For many years I have grown garlic and have had good success and always get excited at harvest time to see the size of the bulbs getting bigger each year. Unfortunately two years ago I had a failure, small bulbs and just not healthy garlic; still not sure what happened but think it was a combination of weather, growing conditions etc. Any way last year I managed to get my hands on some nice organic garlic cloves and whilst they grew ok I got rust, which I have never had, so time to take action.
I have read various peoples blogs, articles, information and also used my knowledge from training at Biological Husbandry Unit at Lincoln University and have come up with my version which I share below and we will see what happens.
I have always planted my garlic July/August but it looks as if this might be some of the problem and I should have been planting earlier. I know many recommendations are to plant in June but it looks for me in Selwyn District of Christchurch I have been planting too late and should be planting April/May.
By planting earlier it will give the garlic time to grow whilst there is still warm in the soil and get a good start - not sure why I have not thought of this before, it makes total sense but you just do what you do until it goes wrong!
I have always prepared the planting beds pretty well with good covering of compost but that’s about it, but after reading Cornilia’s blog from Korukai Herb Farm I have done a bit extra this year.

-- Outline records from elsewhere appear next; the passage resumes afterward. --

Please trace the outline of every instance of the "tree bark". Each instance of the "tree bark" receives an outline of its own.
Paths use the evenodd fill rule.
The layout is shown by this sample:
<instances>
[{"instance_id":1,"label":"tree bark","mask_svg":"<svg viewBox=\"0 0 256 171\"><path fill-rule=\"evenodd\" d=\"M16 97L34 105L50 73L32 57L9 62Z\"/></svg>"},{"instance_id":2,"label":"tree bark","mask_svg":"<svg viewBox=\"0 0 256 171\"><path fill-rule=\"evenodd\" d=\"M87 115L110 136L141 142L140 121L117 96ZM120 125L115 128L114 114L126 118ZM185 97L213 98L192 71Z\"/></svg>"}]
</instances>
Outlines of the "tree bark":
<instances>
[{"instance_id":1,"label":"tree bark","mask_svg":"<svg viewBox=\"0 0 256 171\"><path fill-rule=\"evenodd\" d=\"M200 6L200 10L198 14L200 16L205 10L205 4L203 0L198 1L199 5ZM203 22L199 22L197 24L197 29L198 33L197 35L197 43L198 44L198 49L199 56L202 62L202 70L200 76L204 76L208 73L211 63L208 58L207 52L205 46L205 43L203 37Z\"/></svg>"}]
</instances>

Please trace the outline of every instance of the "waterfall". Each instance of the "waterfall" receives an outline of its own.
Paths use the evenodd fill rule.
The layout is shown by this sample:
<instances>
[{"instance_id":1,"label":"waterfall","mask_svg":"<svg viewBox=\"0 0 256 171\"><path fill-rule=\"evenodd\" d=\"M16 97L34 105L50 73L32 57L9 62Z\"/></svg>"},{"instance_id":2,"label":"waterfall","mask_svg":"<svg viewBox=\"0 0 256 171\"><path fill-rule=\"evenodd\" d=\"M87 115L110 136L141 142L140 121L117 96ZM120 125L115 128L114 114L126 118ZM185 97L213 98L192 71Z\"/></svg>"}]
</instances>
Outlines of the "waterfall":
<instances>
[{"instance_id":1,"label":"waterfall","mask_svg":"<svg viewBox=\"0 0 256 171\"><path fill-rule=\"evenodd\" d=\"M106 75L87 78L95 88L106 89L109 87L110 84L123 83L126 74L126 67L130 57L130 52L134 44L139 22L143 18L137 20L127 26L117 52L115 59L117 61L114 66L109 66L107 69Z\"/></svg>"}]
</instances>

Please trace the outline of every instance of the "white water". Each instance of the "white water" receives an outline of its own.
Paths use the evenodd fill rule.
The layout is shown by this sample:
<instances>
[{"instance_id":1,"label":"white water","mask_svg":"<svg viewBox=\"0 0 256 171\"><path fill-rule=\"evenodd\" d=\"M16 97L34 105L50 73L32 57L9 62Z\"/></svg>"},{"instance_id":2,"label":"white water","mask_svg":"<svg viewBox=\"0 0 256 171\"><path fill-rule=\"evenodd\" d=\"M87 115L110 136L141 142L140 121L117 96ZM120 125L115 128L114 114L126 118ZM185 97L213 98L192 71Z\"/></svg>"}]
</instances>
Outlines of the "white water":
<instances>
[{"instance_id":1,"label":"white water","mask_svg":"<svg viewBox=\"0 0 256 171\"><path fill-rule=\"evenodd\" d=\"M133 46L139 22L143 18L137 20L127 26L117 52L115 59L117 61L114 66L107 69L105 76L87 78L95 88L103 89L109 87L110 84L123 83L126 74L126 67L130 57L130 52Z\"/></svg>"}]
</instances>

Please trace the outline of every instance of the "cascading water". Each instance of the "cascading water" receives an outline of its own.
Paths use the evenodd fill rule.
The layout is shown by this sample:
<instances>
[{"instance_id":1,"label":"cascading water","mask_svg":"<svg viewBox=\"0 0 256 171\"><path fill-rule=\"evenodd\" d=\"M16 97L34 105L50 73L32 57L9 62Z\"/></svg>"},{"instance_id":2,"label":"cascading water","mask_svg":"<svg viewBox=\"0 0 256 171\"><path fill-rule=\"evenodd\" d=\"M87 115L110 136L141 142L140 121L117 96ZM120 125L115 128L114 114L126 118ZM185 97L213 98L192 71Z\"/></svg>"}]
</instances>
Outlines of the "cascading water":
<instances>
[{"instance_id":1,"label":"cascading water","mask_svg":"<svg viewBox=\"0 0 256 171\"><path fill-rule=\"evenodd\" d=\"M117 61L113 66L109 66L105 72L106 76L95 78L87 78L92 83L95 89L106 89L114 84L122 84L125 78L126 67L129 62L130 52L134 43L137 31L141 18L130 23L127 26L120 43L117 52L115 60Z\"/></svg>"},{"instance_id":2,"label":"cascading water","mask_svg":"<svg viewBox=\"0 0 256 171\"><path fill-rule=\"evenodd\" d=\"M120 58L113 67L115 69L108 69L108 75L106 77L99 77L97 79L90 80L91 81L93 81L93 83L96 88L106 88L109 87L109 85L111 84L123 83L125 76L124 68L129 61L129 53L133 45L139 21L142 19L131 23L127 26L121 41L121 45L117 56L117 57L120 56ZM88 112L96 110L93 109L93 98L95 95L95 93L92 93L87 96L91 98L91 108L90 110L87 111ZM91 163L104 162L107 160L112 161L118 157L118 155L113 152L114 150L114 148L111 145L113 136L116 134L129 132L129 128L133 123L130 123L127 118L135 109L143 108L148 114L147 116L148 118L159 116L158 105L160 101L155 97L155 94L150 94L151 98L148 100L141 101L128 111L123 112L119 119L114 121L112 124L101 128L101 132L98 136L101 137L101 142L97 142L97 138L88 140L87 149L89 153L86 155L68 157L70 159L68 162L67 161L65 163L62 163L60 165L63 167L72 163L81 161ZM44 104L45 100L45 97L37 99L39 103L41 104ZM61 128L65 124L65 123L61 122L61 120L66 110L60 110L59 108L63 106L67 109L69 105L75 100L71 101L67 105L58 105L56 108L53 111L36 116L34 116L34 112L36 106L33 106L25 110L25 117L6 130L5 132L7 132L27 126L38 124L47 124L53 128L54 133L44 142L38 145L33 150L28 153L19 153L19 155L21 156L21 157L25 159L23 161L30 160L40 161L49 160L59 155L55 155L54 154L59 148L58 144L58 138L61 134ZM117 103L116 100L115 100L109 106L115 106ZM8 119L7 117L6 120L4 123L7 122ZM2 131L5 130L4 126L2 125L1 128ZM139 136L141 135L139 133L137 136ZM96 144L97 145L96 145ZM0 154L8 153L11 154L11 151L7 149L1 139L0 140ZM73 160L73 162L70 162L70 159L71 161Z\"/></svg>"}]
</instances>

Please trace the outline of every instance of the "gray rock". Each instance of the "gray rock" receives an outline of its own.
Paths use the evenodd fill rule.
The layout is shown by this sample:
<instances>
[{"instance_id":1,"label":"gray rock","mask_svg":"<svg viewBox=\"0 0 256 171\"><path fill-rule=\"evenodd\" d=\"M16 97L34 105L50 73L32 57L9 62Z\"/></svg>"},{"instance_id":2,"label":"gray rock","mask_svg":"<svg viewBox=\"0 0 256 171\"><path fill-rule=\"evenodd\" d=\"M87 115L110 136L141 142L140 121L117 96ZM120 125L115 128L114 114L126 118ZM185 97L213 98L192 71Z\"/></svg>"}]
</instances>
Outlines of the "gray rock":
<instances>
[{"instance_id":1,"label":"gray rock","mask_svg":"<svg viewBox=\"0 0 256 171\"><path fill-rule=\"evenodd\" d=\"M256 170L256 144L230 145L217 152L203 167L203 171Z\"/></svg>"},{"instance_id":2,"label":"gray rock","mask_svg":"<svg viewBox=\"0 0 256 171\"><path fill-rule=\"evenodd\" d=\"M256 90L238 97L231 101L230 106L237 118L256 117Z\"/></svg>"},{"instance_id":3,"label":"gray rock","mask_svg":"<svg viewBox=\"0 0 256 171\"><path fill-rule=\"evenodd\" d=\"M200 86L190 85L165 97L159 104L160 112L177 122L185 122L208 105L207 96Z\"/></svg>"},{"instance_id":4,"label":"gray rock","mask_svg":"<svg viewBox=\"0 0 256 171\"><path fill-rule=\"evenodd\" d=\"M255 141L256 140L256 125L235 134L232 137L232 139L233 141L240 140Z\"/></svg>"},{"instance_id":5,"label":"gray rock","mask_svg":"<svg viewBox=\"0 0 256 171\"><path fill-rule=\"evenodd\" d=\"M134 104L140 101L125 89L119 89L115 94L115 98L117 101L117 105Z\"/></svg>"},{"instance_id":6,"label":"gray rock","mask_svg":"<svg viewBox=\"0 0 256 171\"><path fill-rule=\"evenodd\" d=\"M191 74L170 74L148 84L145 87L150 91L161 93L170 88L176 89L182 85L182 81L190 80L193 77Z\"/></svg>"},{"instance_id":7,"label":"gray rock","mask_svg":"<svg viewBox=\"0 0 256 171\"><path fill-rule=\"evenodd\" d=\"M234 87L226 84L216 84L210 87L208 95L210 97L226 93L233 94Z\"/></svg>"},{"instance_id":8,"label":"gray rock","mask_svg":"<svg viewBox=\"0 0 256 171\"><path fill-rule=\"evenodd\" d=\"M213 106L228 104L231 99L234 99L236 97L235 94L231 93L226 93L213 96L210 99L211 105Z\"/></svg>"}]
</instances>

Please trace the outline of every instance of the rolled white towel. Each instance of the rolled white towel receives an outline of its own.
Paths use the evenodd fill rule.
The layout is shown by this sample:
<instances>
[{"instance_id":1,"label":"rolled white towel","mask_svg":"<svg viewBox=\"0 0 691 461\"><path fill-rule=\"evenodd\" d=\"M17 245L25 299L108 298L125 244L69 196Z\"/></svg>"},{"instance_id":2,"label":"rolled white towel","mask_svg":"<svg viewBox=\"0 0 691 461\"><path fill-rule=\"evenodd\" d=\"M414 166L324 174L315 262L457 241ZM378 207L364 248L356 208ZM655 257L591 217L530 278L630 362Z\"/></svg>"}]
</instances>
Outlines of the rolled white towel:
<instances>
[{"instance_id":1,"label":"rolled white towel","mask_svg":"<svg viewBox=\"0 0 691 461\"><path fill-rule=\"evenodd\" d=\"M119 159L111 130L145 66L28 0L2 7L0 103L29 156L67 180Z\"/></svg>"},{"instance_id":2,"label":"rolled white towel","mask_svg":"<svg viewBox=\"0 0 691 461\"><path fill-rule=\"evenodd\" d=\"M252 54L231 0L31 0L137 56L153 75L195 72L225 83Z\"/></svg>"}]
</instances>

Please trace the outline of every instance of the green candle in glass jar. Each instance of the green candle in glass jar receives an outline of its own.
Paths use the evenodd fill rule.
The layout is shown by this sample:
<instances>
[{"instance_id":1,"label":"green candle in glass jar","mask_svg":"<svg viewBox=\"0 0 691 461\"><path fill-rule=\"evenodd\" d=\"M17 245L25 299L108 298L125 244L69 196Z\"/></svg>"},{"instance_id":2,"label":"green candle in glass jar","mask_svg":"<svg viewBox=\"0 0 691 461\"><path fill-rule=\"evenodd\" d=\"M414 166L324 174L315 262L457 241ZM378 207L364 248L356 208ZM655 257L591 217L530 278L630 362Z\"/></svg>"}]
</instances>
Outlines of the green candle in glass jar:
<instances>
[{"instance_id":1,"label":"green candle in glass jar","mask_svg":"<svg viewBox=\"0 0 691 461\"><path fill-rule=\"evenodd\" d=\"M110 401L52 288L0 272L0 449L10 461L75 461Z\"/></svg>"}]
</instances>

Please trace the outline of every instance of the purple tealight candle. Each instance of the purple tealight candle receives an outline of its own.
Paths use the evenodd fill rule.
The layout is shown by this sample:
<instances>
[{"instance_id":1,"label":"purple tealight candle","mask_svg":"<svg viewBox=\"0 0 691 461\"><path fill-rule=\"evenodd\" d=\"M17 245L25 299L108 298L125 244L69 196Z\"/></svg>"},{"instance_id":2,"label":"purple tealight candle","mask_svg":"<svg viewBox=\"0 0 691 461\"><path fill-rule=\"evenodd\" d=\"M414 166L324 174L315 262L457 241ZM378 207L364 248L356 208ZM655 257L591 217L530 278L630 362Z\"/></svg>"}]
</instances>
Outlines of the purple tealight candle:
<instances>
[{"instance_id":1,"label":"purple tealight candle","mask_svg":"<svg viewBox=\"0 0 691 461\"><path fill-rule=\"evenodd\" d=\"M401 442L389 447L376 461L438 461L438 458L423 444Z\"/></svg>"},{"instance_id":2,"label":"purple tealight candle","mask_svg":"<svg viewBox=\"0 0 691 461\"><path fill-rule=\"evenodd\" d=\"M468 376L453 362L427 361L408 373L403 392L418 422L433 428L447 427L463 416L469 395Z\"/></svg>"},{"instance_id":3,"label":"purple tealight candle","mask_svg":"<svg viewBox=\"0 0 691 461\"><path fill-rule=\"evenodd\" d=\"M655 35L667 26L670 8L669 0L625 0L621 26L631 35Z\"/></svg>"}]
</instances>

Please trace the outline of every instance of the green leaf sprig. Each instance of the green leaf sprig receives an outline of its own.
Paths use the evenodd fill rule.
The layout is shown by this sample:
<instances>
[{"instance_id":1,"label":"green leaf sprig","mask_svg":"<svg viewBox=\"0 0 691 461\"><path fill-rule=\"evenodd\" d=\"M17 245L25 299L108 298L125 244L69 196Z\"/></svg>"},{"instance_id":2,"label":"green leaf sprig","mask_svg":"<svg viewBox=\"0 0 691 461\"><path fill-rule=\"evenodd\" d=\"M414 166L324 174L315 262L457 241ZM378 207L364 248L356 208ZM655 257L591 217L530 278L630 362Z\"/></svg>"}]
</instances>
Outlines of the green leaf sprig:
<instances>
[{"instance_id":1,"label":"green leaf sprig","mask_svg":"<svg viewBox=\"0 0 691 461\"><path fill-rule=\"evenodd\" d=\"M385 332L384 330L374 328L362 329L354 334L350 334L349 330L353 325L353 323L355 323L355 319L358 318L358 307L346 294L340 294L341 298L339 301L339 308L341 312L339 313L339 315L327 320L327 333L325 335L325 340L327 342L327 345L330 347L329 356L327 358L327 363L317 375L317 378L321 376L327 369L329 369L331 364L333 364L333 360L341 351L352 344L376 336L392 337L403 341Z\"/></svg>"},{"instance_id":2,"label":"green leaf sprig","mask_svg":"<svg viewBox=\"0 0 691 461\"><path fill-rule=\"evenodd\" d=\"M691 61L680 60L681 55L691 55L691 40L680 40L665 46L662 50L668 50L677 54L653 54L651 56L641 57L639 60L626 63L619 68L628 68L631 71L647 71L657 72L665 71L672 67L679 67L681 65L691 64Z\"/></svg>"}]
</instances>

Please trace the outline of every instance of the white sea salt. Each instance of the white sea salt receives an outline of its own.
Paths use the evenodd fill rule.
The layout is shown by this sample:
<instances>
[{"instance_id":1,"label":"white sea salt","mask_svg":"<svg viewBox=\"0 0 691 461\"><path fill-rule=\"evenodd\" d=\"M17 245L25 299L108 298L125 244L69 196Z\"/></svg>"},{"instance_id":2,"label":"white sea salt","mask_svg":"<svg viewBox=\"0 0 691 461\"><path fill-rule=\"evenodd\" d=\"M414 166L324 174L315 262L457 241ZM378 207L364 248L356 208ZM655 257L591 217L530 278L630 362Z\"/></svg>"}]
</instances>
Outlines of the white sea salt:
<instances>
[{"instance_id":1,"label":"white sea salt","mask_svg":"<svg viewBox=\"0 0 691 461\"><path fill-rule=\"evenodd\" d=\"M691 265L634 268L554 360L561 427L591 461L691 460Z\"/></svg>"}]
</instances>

I have a bed which is in a sunny position where I have had carrots growing and doing well. I have removed the last of the carrots into a false bed to be used up in the next few weeks.
The bed has got rather low in growing matter so I have put plenty of compost into the bed so now it is approximately 15 cm deep, so this should make a big difference. Then I have dug a trench the length of the bed and emptied out my Bokashi bucket out into the trench. (I will talk about Bokashi in a Composting Blog/Article). As an after thought, I need to clean out my chicken coup so I will scrap back the leaves and add another trench and fill with the contents of the chicken coup so hay/chicken manure and some herbs that need cutting back and composting.
By adding this fresh matter which has not broken down yet it will break down in the trench over the season adding good bacteria and fungi to the soil and earthworms will come and help this process and microorganisms spread through this area and thus gives the garlic a great food source whilst growing.
After adding this matter I have closed in the trench and have sprinkled over worm castings from my worm farm and then added a layer of mulch, which in this case is autumn leaves which are plentiful at the moment and organic as no nasty sprays used in this garden! The leaves will break down and give more goodness to the soil but also will not be too heavy for the garlic to push through.
Finally I have watered the leaves to help the process of breaking them down and to keep them in place as well as adding a solution of molasses mixed up in a watering can. Molasses contains many nutrients, potassium, calcium, manganese and iron as well a sugar. By adding as a liquid fertiliser it will feed the microbes in the soil.
I will leave this bed for about two weeks before planting out well sourced organic garlic and we will see what happens!